Chr Hansen unveils new colouring foodstuffs

By Jess Halliday

- Last updated on GMT

Related tags Color Hue

Chr Hansen is extending its range of natural colouring foodstuffs with eight new additions, following two years of experimentation with fruit, vegetable and plant sources.

The company introduced its first generation range of FruitMax colouring foodstuffs two years ago. Colouring foodstuffs are edible, recognised foodstuffs that impart colour to a product; according to the guidelines laid down by the Natural Food Colours Association (NatCol), they do not involve purification of the colour or extraction of a pigment.

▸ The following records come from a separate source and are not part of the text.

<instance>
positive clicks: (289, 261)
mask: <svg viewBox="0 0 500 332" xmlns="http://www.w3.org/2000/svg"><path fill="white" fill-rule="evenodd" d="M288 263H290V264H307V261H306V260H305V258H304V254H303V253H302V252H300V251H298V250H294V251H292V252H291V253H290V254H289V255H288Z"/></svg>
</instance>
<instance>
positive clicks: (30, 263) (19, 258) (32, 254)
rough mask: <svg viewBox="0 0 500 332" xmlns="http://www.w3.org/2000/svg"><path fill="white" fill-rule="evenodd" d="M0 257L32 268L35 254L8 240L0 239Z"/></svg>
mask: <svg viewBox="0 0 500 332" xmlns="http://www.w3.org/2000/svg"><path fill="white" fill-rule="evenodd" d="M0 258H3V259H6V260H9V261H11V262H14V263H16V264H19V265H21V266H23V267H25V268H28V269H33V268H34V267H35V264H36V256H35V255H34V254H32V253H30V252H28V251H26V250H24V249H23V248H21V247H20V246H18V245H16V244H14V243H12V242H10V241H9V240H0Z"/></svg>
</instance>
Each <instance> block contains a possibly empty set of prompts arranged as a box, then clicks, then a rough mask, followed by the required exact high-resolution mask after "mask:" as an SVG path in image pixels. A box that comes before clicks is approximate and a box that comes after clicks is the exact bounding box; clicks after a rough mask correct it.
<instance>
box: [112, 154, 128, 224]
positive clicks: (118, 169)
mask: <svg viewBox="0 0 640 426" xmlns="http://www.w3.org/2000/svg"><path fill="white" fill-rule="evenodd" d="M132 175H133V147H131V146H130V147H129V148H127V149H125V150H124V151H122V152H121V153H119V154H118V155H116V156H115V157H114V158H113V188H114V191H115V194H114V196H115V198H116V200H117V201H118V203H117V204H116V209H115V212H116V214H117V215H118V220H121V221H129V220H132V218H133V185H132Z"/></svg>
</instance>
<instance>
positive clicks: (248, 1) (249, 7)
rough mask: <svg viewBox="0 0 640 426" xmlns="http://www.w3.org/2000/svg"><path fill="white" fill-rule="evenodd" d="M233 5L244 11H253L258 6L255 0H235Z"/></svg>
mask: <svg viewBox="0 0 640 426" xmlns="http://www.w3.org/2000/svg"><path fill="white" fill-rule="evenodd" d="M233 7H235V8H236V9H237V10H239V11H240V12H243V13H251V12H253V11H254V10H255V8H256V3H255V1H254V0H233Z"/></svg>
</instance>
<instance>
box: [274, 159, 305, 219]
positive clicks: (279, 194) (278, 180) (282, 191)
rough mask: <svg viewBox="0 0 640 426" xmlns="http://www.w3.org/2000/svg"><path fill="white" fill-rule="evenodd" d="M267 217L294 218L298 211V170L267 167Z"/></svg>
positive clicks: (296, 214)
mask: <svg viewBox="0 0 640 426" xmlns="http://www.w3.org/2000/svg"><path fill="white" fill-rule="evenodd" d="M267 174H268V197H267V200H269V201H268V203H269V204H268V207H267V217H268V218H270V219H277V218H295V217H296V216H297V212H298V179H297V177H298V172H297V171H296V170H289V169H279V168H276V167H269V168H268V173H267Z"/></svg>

Lionel Schmitt, vice president of commercial development in the colour division, told that developing the new additions involved finding suitable sources, including new plant varieties with high pigment content, working on the formulation, and securing the supply of the materials.

“Applications like confectionery, for which the new range is extremely well suited, push us to look into new sources inside the fruit and vegetable world and identify some that provide some specific features, such as a high level of pigment and the capability to be stable in the formulation and final application,”​ Schmitt said.

The eight new shades are mixtures of plant, fruit and vegetable materials. Their names refer to the final colour achieved rather than the origin: FruitMax Hazelnut, Orange, Peach, Pink Grape, Pomegranate, Redcurrant, Starfruit (yellow) and Yumberry (pink/violet).

As well as confectionery, the ingredients are also said to be suitable for use in beverages, ice cream, fruit preparations and dairy products.


In developing natural colouring foodstuffs, the emphasis is on sourcing, since purification processes are forbidden – except where the genuine balance between pigments, flavours, sugars and other components is maintained.

“The challenge is to use the processes allowed, to find new sources thanks to new varieties, that are more rich than others in pigments,”​ Schmitt said.

Of the eight new additions, primary colours such as bright red and bright yellow are particularly hard to achieve. There is more flexibility with shades such as orange, that can be blended from a number of sources.

Schmitt said that there are still some ‘missing’ shades in the colouring foodstuffs line-up. For instance, it remains to find a blue solution.

“There are some blue-green sources, but these require selective extraction of anthocyanins. We do not provide blue as a colouring foodstuff as we want to stick to the guidelines.”

Market potential

Demand for natural colours and colouring foodstuffs is high due to the present emphasis on healthy eating.

The Southampton study, which linked certain cocktails of artificial colours to hyperactivity in children, has also stimulated the market in the last 18 months.

The use of colouring foodstuffs developed in the wake of the European colour legislation of 1997, when some countries, such as Germany, interpreted the law to allow for flexibility – that is, using some foods that naturally contain colours need not be declared as colours, but as foodstuffs.